Do You Need Both an Emergency Fund and a “Life Happens” Fund?
Yesterday, the Washington Post’s Michelle Singletary wrote a post about how to tell whether you’re living above your means. It begins with her thoughts on the whole Paul Manafort thing (which I’ve largely been ignoring but we can discuss in the comments IF YOU WANT) and then launches into a list of reasons why you, like Manafort, might be living above your means.
One of the items on her list? Not having a “Life Happens” fund.
You need an emergency fund for the big financial storms such as losing a job. But you will face unexpected gusts such a major car repair for which you need savings too. To keep from tapping your emergency fund all the time, create a life happens account. Money will flow in and out of this fund as needed. So when you have a major repair you tap this account rather than your emergency fund. When you recover from the smaller storm, you build the life happens fund back up.
If you don’t have your “Life Happens” fund — or any of the other items on her list — it’s time to cut back on the restaurants, vacations, etc. etc. etc. you know how this goes.
I’m interested to hear whether you agree with this advice.
I know that YNAB, for example, advises that you give some of your dollars the job of “future car repairs,” stashing ’em in a savings account until your car breaks down. This sinking fund method has worked for more than one Billfolder, so that’s one way of taking care of the “Life Happens” stuff.

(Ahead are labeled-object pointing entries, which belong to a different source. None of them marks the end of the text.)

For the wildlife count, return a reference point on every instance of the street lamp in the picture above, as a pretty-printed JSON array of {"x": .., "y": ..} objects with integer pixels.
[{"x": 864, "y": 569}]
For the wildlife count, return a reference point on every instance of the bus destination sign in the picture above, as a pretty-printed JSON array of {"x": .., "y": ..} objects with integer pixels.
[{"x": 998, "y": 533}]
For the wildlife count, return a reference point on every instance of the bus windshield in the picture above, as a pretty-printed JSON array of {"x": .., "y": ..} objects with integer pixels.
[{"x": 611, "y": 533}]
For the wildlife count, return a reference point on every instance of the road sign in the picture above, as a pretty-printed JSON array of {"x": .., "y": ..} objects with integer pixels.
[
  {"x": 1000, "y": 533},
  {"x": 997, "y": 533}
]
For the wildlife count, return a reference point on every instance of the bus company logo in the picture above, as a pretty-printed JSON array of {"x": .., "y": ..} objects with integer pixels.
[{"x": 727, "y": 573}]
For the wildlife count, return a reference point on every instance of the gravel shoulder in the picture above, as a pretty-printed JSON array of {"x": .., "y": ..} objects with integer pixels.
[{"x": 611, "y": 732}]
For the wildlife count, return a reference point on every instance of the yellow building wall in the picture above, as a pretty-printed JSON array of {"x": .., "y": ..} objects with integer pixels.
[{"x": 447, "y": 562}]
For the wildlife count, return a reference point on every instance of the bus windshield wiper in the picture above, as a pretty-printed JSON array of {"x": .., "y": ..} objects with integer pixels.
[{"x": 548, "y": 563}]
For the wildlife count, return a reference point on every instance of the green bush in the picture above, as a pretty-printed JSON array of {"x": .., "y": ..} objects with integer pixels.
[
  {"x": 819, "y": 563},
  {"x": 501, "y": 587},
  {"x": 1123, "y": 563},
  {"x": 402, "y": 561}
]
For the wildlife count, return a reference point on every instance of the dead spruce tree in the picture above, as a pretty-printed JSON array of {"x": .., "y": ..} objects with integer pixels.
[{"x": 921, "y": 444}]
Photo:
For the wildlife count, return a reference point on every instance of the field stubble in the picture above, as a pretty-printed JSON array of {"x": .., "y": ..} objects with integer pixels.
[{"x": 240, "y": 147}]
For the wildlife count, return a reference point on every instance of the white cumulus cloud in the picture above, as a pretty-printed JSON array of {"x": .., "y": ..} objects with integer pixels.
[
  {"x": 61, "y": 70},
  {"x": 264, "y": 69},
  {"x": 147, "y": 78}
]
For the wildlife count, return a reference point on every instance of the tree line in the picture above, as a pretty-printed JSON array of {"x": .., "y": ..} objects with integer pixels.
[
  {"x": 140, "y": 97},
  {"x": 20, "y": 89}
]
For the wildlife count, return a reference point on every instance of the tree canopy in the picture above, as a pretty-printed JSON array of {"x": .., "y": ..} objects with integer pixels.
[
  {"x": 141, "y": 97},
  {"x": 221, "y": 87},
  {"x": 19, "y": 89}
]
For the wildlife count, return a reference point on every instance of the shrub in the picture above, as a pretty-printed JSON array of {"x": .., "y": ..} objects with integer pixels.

Other people (like me) put part of each paycheck into a general savings account, with the idea that our savings will cover emergencies, unexpected major expenses, and anticipated major expenses that won’t fit into our monthly spending budget. Instead of creating separate savings accounts for “holiday travel” or “new piano,” we just pull what we need out of our general savings account and replenish our savings as new paychecks arrive.
I had actually been thinking about creating an additional savings account for major expenses, with the idea that I’d label one account “emergency fund” and keep it at a certain dollar amount (let’s say three months of expenses, since I already have a month of expenses in my checking account buffer) and then put all future savings dollars into the “major expenses” account.
The problem, in my case, is that I’d view that second account as something I could withdraw from whenever I wanted. It would essentially become another checking account, one that would quickly get spent on travel and giant plants and the fancy FitBit with the gold band, and it would defeat the purpose of putting part of every paycheck into savings.
The advantage of having just the one savings account, for emergencies and “life happens” stuff and so on, is that I have to think carefully before I make a withdrawal. Do I really need this? Are there other ways I can cover this expense? If I take money out of the account, how long will it take to pay myself back? Or, as I put it in my Monday advice column: what will this purchase help me achieve, and what will it push me away from?
So those are my thoughts on multiple savings accounts — but I’m curious to hear yours.